Of course adding the role of motherhood really adds to the work load, but that too should be shared. After all you didn’t make that baby by yourself. To this lady I quoted above, I say yes, you sound like a pretty good wife to me and your husband should appreciate you.
Here is a thought from Destiny, “My husband and I aren’t getting along anymore, and I have tried to make him happy, but nothing works. I have tried doing all the things he likes, I cooked him nice dinners, I even tried to watch football games with him!” “But he’s just not happy, and it’s starting to grow on our kids! Please Help Me!”
Good luck with that guy Destiny. Question: why is it that for some husband,s and wives too I guess, that defining a good wife is based on how much she molds herself to the likes and dislikes of her husband.

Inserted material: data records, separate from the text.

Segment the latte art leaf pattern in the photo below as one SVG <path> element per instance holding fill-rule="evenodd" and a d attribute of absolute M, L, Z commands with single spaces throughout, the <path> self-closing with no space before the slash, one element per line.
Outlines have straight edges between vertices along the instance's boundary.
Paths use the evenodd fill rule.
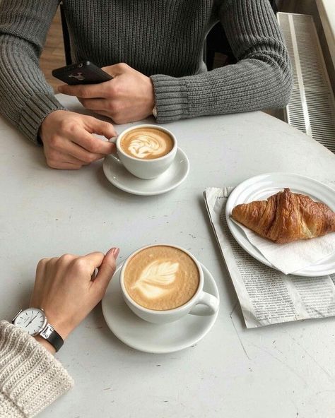
<path fill-rule="evenodd" d="M 141 273 L 131 289 L 139 289 L 148 298 L 156 298 L 169 292 L 164 287 L 173 283 L 179 263 L 170 261 L 153 261 Z"/>
<path fill-rule="evenodd" d="M 165 151 L 166 144 L 165 141 L 158 136 L 153 135 L 139 135 L 133 139 L 128 150 L 131 154 L 137 158 L 145 158 L 148 155 L 158 155 Z"/>

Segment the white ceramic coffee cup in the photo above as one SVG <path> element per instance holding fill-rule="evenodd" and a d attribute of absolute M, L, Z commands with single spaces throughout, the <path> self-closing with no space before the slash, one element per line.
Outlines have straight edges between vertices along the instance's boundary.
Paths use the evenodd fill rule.
<path fill-rule="evenodd" d="M 122 138 L 130 131 L 134 131 L 139 128 L 151 128 L 165 132 L 173 141 L 172 149 L 165 155 L 159 157 L 158 158 L 153 158 L 152 160 L 135 158 L 134 157 L 126 154 L 121 148 Z M 136 177 L 145 179 L 146 180 L 155 179 L 166 171 L 173 162 L 177 149 L 177 139 L 175 135 L 173 135 L 170 131 L 166 129 L 166 128 L 163 128 L 158 125 L 136 125 L 128 128 L 122 132 L 117 138 L 113 138 L 110 141 L 110 142 L 113 142 L 117 147 L 117 153 L 111 154 L 110 156 L 116 160 L 119 164 L 122 164 L 130 173 Z"/>
<path fill-rule="evenodd" d="M 151 246 L 168 246 L 172 248 L 176 248 L 179 250 L 184 251 L 196 263 L 199 271 L 199 282 L 196 292 L 186 304 L 175 308 L 173 309 L 168 309 L 165 311 L 155 311 L 153 309 L 149 309 L 145 308 L 141 305 L 136 302 L 128 294 L 128 292 L 124 285 L 124 272 L 127 268 L 128 262 L 129 260 L 137 253 L 142 250 L 149 248 Z M 177 246 L 176 245 L 171 245 L 170 244 L 155 244 L 152 245 L 147 245 L 141 249 L 139 249 L 134 253 L 132 253 L 124 261 L 124 265 L 121 269 L 120 273 L 120 285 L 122 291 L 123 297 L 126 304 L 128 305 L 129 309 L 139 318 L 147 321 L 148 322 L 152 322 L 153 323 L 167 323 L 169 322 L 173 322 L 178 319 L 180 319 L 187 314 L 192 314 L 193 315 L 199 315 L 201 316 L 208 316 L 210 315 L 214 315 L 218 309 L 219 301 L 213 294 L 210 294 L 206 292 L 204 292 L 204 272 L 202 271 L 201 266 L 199 261 L 195 258 L 191 253 L 187 250 Z"/>

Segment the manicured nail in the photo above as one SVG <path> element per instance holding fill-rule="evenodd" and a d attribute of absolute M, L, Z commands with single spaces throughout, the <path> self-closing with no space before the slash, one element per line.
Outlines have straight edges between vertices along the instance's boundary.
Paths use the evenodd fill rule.
<path fill-rule="evenodd" d="M 119 248 L 114 248 L 112 249 L 112 251 L 110 251 L 113 256 L 114 258 L 117 258 L 117 256 L 119 255 L 119 253 L 120 252 L 120 249 Z"/>

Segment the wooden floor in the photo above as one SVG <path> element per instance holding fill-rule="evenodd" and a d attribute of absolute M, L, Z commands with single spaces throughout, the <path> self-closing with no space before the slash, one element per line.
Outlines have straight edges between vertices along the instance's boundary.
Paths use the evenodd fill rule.
<path fill-rule="evenodd" d="M 54 89 L 56 89 L 57 85 L 63 84 L 61 81 L 59 81 L 57 78 L 52 77 L 51 74 L 53 69 L 66 65 L 63 34 L 61 32 L 61 18 L 59 10 L 49 30 L 47 42 L 40 59 L 40 63 L 47 81 Z"/>
<path fill-rule="evenodd" d="M 225 55 L 216 54 L 214 60 L 214 67 L 223 66 L 225 59 Z M 52 77 L 51 72 L 54 68 L 66 65 L 59 9 L 57 11 L 49 30 L 47 42 L 40 59 L 40 63 L 47 81 L 54 89 L 57 89 L 57 86 L 62 84 L 62 83 Z"/>
<path fill-rule="evenodd" d="M 214 68 L 223 66 L 225 64 L 225 55 L 216 54 Z M 56 90 L 57 86 L 62 84 L 62 82 L 52 77 L 51 72 L 54 68 L 66 65 L 59 9 L 57 11 L 49 30 L 40 62 L 47 81 Z M 264 112 L 283 120 L 283 112 L 281 109 L 269 109 Z"/>

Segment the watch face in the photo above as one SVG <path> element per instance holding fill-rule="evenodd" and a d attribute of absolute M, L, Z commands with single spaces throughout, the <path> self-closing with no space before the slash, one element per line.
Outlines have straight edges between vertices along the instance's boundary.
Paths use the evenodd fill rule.
<path fill-rule="evenodd" d="M 36 335 L 45 326 L 45 315 L 40 309 L 29 308 L 22 311 L 13 323 L 30 335 Z"/>

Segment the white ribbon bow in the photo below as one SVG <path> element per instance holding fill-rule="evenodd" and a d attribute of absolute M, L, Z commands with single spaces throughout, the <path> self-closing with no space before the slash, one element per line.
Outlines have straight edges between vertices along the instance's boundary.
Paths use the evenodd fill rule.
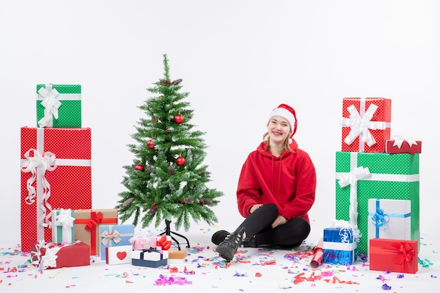
<path fill-rule="evenodd" d="M 38 122 L 38 125 L 40 127 L 51 127 L 52 116 L 58 119 L 58 108 L 61 106 L 61 102 L 58 99 L 60 93 L 48 84 L 46 88 L 41 88 L 38 93 L 43 97 L 41 104 L 44 107 L 44 117 Z"/>
<path fill-rule="evenodd" d="M 332 228 L 339 229 L 339 236 L 341 236 L 342 243 L 349 243 L 350 238 L 353 237 L 353 242 L 358 242 L 361 239 L 361 231 L 357 226 L 353 226 L 348 221 L 332 220 Z"/>
<path fill-rule="evenodd" d="M 47 245 L 45 245 L 44 243 L 44 240 L 39 241 L 39 243 L 35 245 L 37 251 L 31 252 L 32 260 L 34 259 L 32 263 L 39 263 L 44 270 L 46 270 L 48 267 L 56 268 L 56 259 L 58 257 L 56 254 L 61 249 L 61 247 L 56 245 L 54 245 L 53 243 L 48 243 Z M 42 248 L 46 249 L 44 255 L 41 255 Z"/>
<path fill-rule="evenodd" d="M 31 152 L 33 156 L 31 157 Z M 53 171 L 56 169 L 56 155 L 51 152 L 45 152 L 41 154 L 33 148 L 30 149 L 24 155 L 26 159 L 21 165 L 21 171 L 22 172 L 31 172 L 31 177 L 27 179 L 26 186 L 27 188 L 27 197 L 25 199 L 25 202 L 27 204 L 32 204 L 35 202 L 35 197 L 37 197 L 37 192 L 35 188 L 32 186 L 33 183 L 37 178 L 37 168 L 41 168 L 41 185 L 43 187 L 43 198 L 44 201 L 39 207 L 42 211 L 44 211 L 43 218 L 40 220 L 40 225 L 44 227 L 48 227 L 49 225 L 47 223 L 48 219 L 51 217 L 50 212 L 46 213 L 46 209 L 51 211 L 52 207 L 48 202 L 48 200 L 51 196 L 51 185 L 44 176 L 46 171 Z"/>
<path fill-rule="evenodd" d="M 368 167 L 358 167 L 339 177 L 341 188 L 350 185 L 350 220 L 353 227 L 358 226 L 358 180 L 371 176 Z"/>
<path fill-rule="evenodd" d="M 402 143 L 403 143 L 404 141 L 408 142 L 408 144 L 410 145 L 410 148 L 414 145 L 418 145 L 417 141 L 414 141 L 413 138 L 407 138 L 404 136 L 395 136 L 394 138 L 394 143 L 393 143 L 393 146 L 397 145 L 397 148 L 401 148 L 402 146 Z"/>
<path fill-rule="evenodd" d="M 53 219 L 52 219 L 53 220 Z M 63 227 L 63 241 L 72 242 L 72 228 L 75 219 L 72 216 L 72 211 L 70 209 L 60 209 L 56 215 L 55 225 Z"/>
<path fill-rule="evenodd" d="M 103 232 L 103 233 L 101 235 L 103 237 L 101 242 L 104 245 L 107 245 L 107 243 L 108 243 L 111 240 L 113 240 L 115 244 L 118 244 L 122 240 L 121 239 L 119 236 L 120 235 L 119 233 L 117 232 L 117 230 L 115 230 L 111 233 L 109 233 L 108 231 L 106 230 L 104 232 Z"/>
<path fill-rule="evenodd" d="M 373 103 L 370 104 L 368 109 L 362 117 L 354 105 L 351 105 L 347 110 L 350 113 L 350 117 L 341 118 L 339 124 L 344 126 L 350 126 L 351 130 L 344 139 L 344 142 L 349 145 L 353 143 L 358 136 L 360 136 L 359 139 L 361 143 L 366 143 L 370 147 L 375 145 L 376 141 L 369 129 L 385 129 L 387 128 L 387 124 L 384 122 L 370 121 L 377 110 L 377 106 Z"/>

If you just don’t like sports than you just like sports. How hard is that. That should not define you as a good or bad wife. The one statement that really rubs me wrong is “if you loved me you would…” you fill in the blank. And husbands that can be a doubled edge blade. If you loved her you wouldn’t “require” that she does certain things.
If you are keeping his belly full and giving him a “good job honey” from time to time, in between cleaning your house and tending the kids, than you are most likely a good wife. You could pinch him on the butt though from time to time, that’s kind of nice.